RuntimeError: number of dims don't match in permute

I ran into this error with notebook 08_pets_tutorial:

img = resized_image(items[0])
---------------------------------------------------------------------------
RuntimeError                              Traceback (most recent call last)
<ipython-input-58-d76e911b214c> in <module>
----> 1 img = resized_image(items[0])

<ipython-input-13-4b2ef1648cbb> in resized_image(fn, sz)
      2     x = Image.open(fn).resize((sz,sz))
      3     # Convert image to tensor for modeling
----> 4     return tensor(array(x)).permute(2,0,1).float()/255.

RuntimeError: number of dims don't match in permute

Looks like this is caused by the fact that for some images (there are 9 of them) in URLs.PETS dataset, array(Image.open(fn)) returns an array with ndim=2 instead of 3. More details in this notebook: https://gist.github.com/yang-zhang/bea20a7e9791c341507e934e53a107fe

What’s the best way to handle these images? Thank you.

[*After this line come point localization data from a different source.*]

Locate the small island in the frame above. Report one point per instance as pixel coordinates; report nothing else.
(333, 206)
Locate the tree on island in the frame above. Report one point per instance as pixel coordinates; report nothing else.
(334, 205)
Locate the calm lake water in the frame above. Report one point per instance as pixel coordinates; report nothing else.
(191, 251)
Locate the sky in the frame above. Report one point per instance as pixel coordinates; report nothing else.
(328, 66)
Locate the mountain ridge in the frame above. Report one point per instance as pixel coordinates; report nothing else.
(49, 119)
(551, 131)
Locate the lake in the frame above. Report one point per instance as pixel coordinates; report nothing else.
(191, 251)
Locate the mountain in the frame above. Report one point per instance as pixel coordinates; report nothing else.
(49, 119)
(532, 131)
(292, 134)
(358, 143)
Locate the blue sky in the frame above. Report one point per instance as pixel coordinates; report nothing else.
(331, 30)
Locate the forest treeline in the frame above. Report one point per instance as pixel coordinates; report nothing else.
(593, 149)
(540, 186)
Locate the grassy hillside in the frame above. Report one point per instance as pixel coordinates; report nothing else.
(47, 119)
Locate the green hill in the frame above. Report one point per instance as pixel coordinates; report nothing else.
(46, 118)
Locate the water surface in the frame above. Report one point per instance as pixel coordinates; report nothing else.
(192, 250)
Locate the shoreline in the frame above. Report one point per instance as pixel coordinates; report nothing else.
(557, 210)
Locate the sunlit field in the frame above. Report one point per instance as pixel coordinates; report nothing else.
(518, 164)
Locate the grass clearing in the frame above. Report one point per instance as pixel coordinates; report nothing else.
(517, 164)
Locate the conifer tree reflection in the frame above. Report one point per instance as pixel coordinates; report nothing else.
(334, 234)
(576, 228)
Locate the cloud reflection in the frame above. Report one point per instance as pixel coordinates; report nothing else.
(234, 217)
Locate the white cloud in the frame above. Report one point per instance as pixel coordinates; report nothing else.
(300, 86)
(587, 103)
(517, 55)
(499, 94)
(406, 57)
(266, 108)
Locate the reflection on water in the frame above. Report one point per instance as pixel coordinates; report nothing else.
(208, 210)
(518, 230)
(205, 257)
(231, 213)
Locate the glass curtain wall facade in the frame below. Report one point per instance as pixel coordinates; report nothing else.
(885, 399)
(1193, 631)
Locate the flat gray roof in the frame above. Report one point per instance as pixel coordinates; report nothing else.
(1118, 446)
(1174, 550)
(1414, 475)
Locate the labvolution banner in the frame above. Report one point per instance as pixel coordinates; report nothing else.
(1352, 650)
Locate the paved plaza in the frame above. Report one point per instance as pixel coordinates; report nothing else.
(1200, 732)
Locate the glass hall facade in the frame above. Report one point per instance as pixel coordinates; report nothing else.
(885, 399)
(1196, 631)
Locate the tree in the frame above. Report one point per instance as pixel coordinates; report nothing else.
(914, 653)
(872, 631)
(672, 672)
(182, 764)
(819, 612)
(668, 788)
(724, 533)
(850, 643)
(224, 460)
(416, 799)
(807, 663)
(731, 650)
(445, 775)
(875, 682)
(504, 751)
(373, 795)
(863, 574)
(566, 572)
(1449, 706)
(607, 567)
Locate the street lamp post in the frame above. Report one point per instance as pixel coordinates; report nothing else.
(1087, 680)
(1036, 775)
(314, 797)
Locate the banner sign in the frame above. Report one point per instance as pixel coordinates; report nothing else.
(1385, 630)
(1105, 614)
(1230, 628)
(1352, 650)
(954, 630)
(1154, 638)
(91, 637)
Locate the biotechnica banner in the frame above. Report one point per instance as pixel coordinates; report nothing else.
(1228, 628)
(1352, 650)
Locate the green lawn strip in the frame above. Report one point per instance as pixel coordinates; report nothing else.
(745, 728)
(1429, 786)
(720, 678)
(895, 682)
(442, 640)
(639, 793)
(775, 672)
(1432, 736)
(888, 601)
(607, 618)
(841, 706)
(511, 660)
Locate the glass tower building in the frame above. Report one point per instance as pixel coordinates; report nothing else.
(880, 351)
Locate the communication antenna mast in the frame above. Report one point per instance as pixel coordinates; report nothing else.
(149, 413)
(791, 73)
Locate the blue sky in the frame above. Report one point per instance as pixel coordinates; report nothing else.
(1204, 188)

There is probably a convert('RGB') missing after opening the image with PIL.

2 Likes

I’m looking at this too. This is the image of one of the 2 dim images:

image

Which seems really strange that it could have color. Here is the file I’m seeing this on:

PosixPath(’/home/kbird/.fastai/data/oxford-iiit-pet/images/Egyptian_Mau_139.jpg’)

And the .shape of the image is: (250, 350) which I’m not sure how it could have color if it doesn’t have that RGB dimension.

After reading more about this and debugging it, I think the reason this is a weird one is that it is of type PIL.GifImagePlugin.GifImageFile. Now I’m researching how that works, but it looks like PIL may store the colors in some other format for GIF Images

Expanding on this:

The problem is that GIF Images store everything in a single channel (somehow). To get resize to work correctly here, you need to change it to have a .convert('RGB') so resize will look like this:

def resized_image(fn:Path, sz=128):
    x = Image.open(fn).resize((sz,sz)).convert("RGB")
    # Convert image to tensor for modeling
    return tensor(array(x)).permute(2,0,1).float()/255.

The other way to do it would be by figuring out if it’s a gif type, that would probably save some time doing the convert on every image. I haven’t been able to test this though because my type check doesn’t work like I would expect it to.

2 Likes

This conditional conversion of GIF images solves the problem:

def resized_image(fn:Path, sz=128):
    x = Image.open(fn).resize((sz,sz))
    x = x.convert('RGB') if x.format=='GIF' else x
    # Convert image to tensor for modeling
    return tensor(array(x)).permute(2,0,1).float()/255.

@sgugger, does it worth a PR?

2 Likes

Yes, though I think you can do the convert every time, not just when it’s a GIF. The usual PILImage.open does that (unless you use PILImageBW which converts to ‘L’).